Figure 2. Odor selectivity in type I and type II neurons.

a, Odor selectivity in a population of type I neurons. Spikes are counted over a duration of 1 s starting at the odor onset command. Each data point is the trial-averaged response to one odor in one experiment, with a line connecting all the responses from the same experiment (n=4 from GMR48F03-Gal4 [solid] and 4 from GMR73B12-Gal4 [dashed]). All odors are 10⁻² dilutions in paraffin oil (solvent), except where noted. Note the relatively broad tuning of type I neurons.

b, Same for a population of type II neurons (n=4 from GMR44G08-Gal4 [solid] and 4 from GMR12H12-Gal4 [dashed]; note that some neurons did not spike in response to any odor, but all showed subthreshold responses). Tuning is significantly narrower in type II neurons as compared to type I neurons (unpaired two-tailed t-test comparing lifetime sparseness [see Methods], P<0.01).

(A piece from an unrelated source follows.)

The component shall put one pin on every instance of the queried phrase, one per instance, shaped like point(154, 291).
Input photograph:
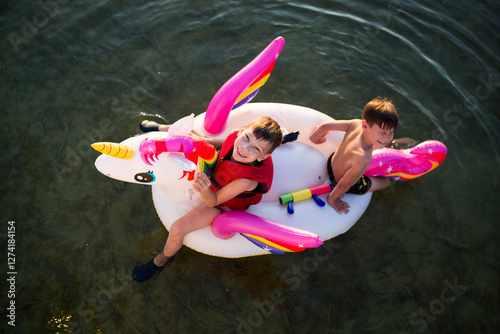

c, Within a subtype of type I neurons (labeled by Mz671-Gal4), odor selectivity is stereotyped (n=6). The trace shows a typical in vivo whole-cell current clamp recording from one of these neurons. In all figures, a thick horizontal line indicates the 500-ms period when the odor valve was open.

d, Same as panel c but for the subtype of type II neurons labeled by NP6099-Gal4 (n=8). The trace shows a typical recording from one of these neurons. Tuning is significantly narrower in NP6099 neurons as compared to Mz671 neurons (unpaired two-tailed t-test, P<10⁻⁷).

e, Responses to an odor concentration series. Traces are averaged across trials and neurons (± s.e.m. across neurons). Responses are steady over time and grow monotonically with concentration.

f, Same as panel e for NP6099 neurons (n=8). Responses are more transient and are suppressed at high concentrations, suggesting the recruitment of inhibition.